The contribution of airway smooth muscle to airway narrowing and airway hyperresponsiveness in disease.

Airway hyperresponsiveness (AHR), the exaggerated response to constrictor agonists in asthmatic subjects, is incompletely understood. Changes in either the quantity or properties of airway smooth muscle (ASM) are possible explanations for AHR. Morphometric analyses demonstrate structural changes in asthmatic airways, including subepithelial fibrosis, gland hyperplasia/hypertrophy, neovascularization and an increase in ASM mass. Mathematical modelling of airway narrowing suggests that, of all the changes in structure, the increase in ASM mass is the most probable cause of AHR. An increase in ASM mass in the large airways is more closely associated with a greater likelihood of dying from asthma than increases in ASM mass in other locations within the airway tree.
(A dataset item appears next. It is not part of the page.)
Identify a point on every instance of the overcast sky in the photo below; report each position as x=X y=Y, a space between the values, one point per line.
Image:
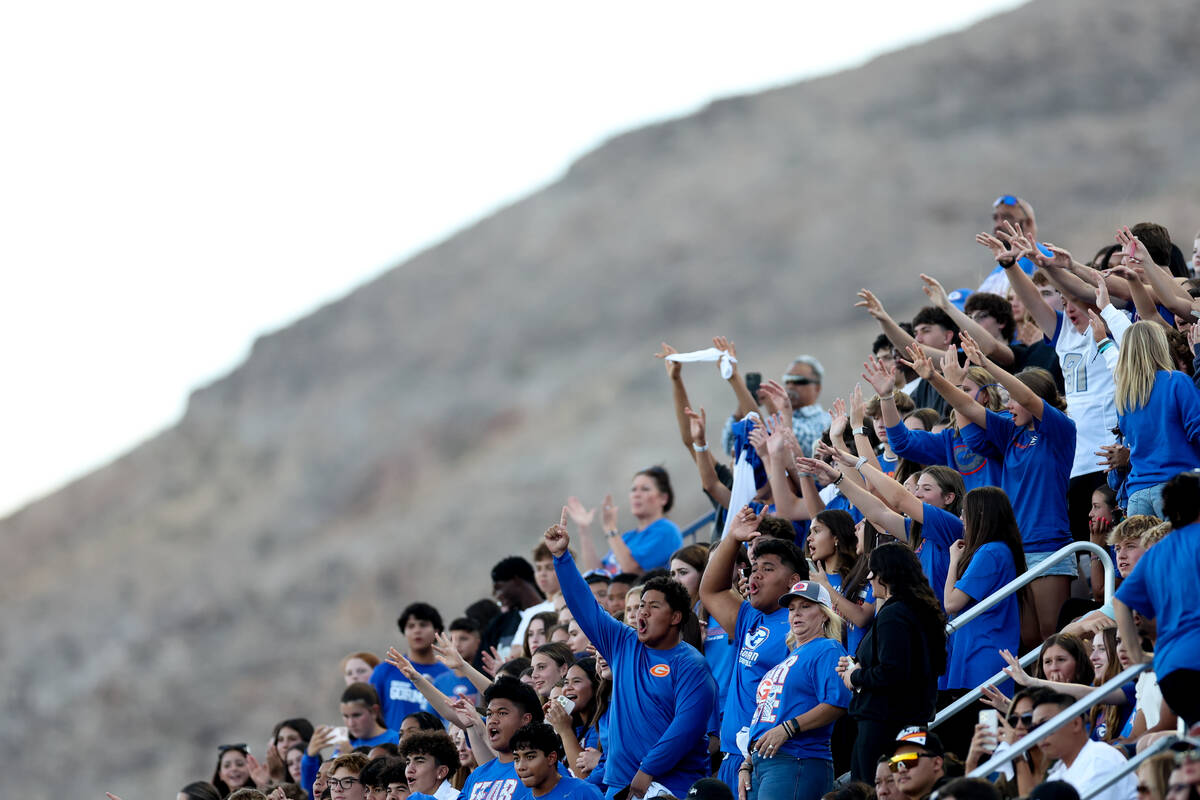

ASM contraction is opposed by the elastic recoil of the lungs and airways, which appears to limit the degree of bronchoconstriction in vivo. The cyclical nature of tidal breathing applies stresses to the airway wall that enhance the bronchodilating influence of the lung tissues on the contracting ASM, in all probability by disrupting cross-bridges. However, the increase in ASM mass in asthma may overcome the limitation resulting from the impedances to ASM shortening imposed by the lung parenchyma and airway wall tissues. Additionally, ASM with the capacity to shorten rapidly may achieve shorter lengths and cause a greater degree of bronchoconstriction when stimulated to contract than slower ASM. Changes in ASM properties are induced by the process of sensitization and allergen-exposure such as enhancement of phospholipase C activity and inositol phosphate turnover, and increases in myosin light chain kinase activity. Whether changes in ASM mass or biochemical/biomechanical properties form the basis for asthma remains to be determined.